Not a Book Review

John G. Paton: Missionary to the New Hebrides 

Paton, James, ed. John G. Paton: Missionary to the New Hebrides. Carlisle: The Banner of Truth Trust, 2002 (reprint). 524 pp. $23.99.

Disclaimer: Bret has been educating me on how I know nothing about book reviews. So, I’m not writing one. This is my opinion of a book that I just read.

The Sovereign Lord has used John Paton’s autobiography as a great encouragement to me. Paton consistently recounts the faithfulness of the Savior, and shows by his life God is worthy of obediance and sacrifice. The first sentence of the book is: “What I write here is for the glory of God” and I see in the pages a life lived for the glory of God. Mainly, I want to share with you what the Lord has taught me through this book, not give you an outline of the story. I am, however, going to VERY briefly summarize Paton’s life to give you a context for the lessons I was given.
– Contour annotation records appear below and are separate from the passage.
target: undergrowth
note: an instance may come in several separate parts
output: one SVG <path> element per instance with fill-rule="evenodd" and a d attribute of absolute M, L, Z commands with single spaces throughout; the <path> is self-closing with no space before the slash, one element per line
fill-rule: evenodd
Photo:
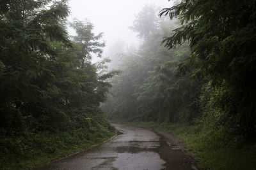
<path fill-rule="evenodd" d="M 25 132 L 0 139 L 0 169 L 31 169 L 86 149 L 115 134 L 109 124 L 67 132 Z"/>

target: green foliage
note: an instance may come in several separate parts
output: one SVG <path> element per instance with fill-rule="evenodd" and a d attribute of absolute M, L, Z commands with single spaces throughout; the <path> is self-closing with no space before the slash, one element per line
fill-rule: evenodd
<path fill-rule="evenodd" d="M 172 50 L 161 46 L 175 24 L 164 18 L 156 22 L 153 6 L 145 6 L 138 16 L 133 29 L 140 36 L 145 34 L 143 43 L 137 53 L 124 57 L 122 74 L 112 80 L 111 94 L 102 108 L 113 120 L 193 122 L 200 115 L 200 83 L 176 76 L 179 63 L 190 54 L 188 43 Z"/>
<path fill-rule="evenodd" d="M 191 55 L 180 67 L 211 82 L 207 105 L 212 103 L 216 115 L 223 113 L 220 118 L 227 131 L 247 139 L 256 134 L 255 6 L 254 1 L 182 1 L 160 13 L 182 24 L 165 46 L 189 41 Z"/>
<path fill-rule="evenodd" d="M 157 124 L 139 122 L 129 124 L 170 132 L 179 137 L 187 146 L 191 155 L 196 155 L 198 167 L 203 169 L 255 169 L 256 155 L 255 143 L 243 146 L 233 141 L 228 146 L 221 138 L 205 133 L 202 125 L 186 124 Z"/>
<path fill-rule="evenodd" d="M 31 169 L 60 157 L 90 148 L 115 132 L 105 121 L 90 127 L 57 133 L 25 132 L 21 136 L 1 138 L 1 169 Z"/>
<path fill-rule="evenodd" d="M 58 147 L 74 151 L 72 143 L 88 145 L 87 140 L 96 143 L 107 137 L 97 132 L 109 126 L 103 125 L 106 122 L 99 106 L 111 87 L 108 79 L 118 72 L 107 71 L 108 60 L 92 63 L 92 55 L 100 57 L 104 46 L 100 42 L 102 34 L 94 35 L 92 23 L 74 20 L 72 26 L 77 36 L 68 38 L 65 30 L 68 13 L 65 0 L 1 2 L 3 163 L 12 164 L 17 159 L 24 164 L 33 158 L 31 154 L 42 154 L 44 158 L 64 149 Z M 104 132 L 109 137 L 109 131 Z M 82 137 L 73 136 L 73 132 Z M 69 143 L 61 135 L 67 135 Z M 54 143 L 54 136 L 61 138 L 60 142 L 63 143 Z M 54 155 L 51 160 L 60 156 L 63 155 Z M 24 165 L 17 162 L 14 167 Z"/>

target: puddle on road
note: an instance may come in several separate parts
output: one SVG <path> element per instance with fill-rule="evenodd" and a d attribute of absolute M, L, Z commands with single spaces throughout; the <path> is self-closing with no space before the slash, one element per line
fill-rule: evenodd
<path fill-rule="evenodd" d="M 186 155 L 156 134 L 124 127 L 115 139 L 41 169 L 191 169 Z"/>

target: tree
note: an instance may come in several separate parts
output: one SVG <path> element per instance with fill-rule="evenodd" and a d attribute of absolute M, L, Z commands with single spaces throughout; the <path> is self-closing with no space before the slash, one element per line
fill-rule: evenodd
<path fill-rule="evenodd" d="M 180 69 L 193 66 L 195 77 L 209 81 L 214 99 L 209 102 L 224 113 L 222 124 L 247 139 L 256 134 L 255 6 L 254 1 L 189 0 L 161 12 L 182 24 L 165 46 L 189 42 L 191 55 Z"/>
<path fill-rule="evenodd" d="M 84 62 L 92 59 L 92 53 L 101 57 L 105 43 L 99 40 L 102 38 L 103 32 L 95 35 L 92 32 L 93 25 L 88 20 L 81 22 L 75 19 L 70 25 L 77 34 L 77 36 L 73 36 L 73 39 L 81 48 L 77 57 L 81 60 L 81 67 L 84 67 Z"/>

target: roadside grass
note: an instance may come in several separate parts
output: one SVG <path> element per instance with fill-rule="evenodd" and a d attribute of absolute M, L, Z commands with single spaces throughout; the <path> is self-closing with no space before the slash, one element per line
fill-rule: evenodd
<path fill-rule="evenodd" d="M 171 133 L 185 144 L 196 155 L 198 167 L 212 170 L 255 170 L 256 145 L 211 140 L 200 125 L 155 122 L 128 123 L 129 125 L 152 128 Z"/>
<path fill-rule="evenodd" d="M 114 127 L 98 124 L 54 134 L 26 132 L 0 139 L 0 169 L 32 169 L 100 143 L 115 134 Z"/>

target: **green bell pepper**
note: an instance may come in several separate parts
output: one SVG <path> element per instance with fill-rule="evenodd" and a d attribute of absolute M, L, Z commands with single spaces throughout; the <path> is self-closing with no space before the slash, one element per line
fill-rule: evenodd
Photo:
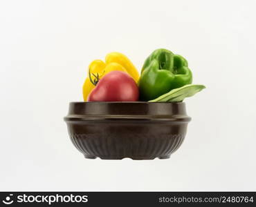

Paton was born in a poor, godly family in Scotland. He went to Glasgow to study and became a missionary with the the Glasgow City Mission. The Lord gave profitable labor among the slums in Glasgow, but Paton heard “the wail of the perishing Heathen in the South Seas.” He, therefore, became a missionary to the New Hebrides. He spent the rest of his life laboring in the islands, or traveling internationally telling of the Lord’s labor through him to gather funds for missions in the New Hebrides.

Here are some of the things that the gracious Father taught me:

1. The lasting effect that godly parents can have upon a son’s life: Paton says, “In my earlier years particularly, when exposed to many temptations, his [Father’s] parting form rose before me as that of a guardian angel. It is no Pharisaism, but deep gratitude, which makes me here testify that the memory of that scene, not only helped, by God’s grace, keep me pure from the prevailing sins, but also stimulated me in all my studies, that I might not fall short of his hopes, and in all my Christian duties, that I might faithfully follow his shining example.”

2. God’s providence even in VERY difficult and dangerous situations: Paton lived four years in almost constant danger, and he continually testifies of the Lord’s protection, guidance, grace, and strength throughout each dangerous encounter. In one situation, he is forced to spend a night hiding in a tree. This is what he says about it: “The hours I spent there live all before me as if it were but yesterday. I heard the frequent discharging of muskets, and the yells of the Savages. Yet I sat there among the branches, as safe in the arms of Jesus. Never, in all my sorrows, did my Lord draw nearer to me, and speak more soothingly in my soul, than when the moonlight flickered among these chestnut leaves, and the night air played on my throbbing brow, as I told all my heart to Jesus. Alone, yet not alone! If it be to glorify my God, I will not grudge to spend many nights alone in such a tree, to feel again my Saviour’s spiritual presence, to enjoy His consoling fellowship.”

3. The necessity of joyful, willing obedience, even when the commission is against natural desires: After Paton is rescued from Tanna, he desires to wait at a near island, work on translating the Bible, and return as soon as possible. However, the Lord constrains him to go to Australia and endeavor to raise awareness and funds for the mission in the New Hebrides. This begins a vital segment of Paton’s ministry, as the Lord uses him to convict hearts of the commands to all Christians to be involved in making disciples. In this labor, Paton travels all over Australia, England, Scotland, and the U.S. and Canada, and many people’s hearts are changed to care about what God cares about, which is His glory displayed in salvation. 

(John Piper did a biographical talk over John Paton; you can read or listen to it here.)


One Response to “Not a Book Review”

  1. brsquared Says:

    Very helpful, sister. I enjoyed reading your OPINION on the book! It is so affirming to hear of God’s provision for his servants.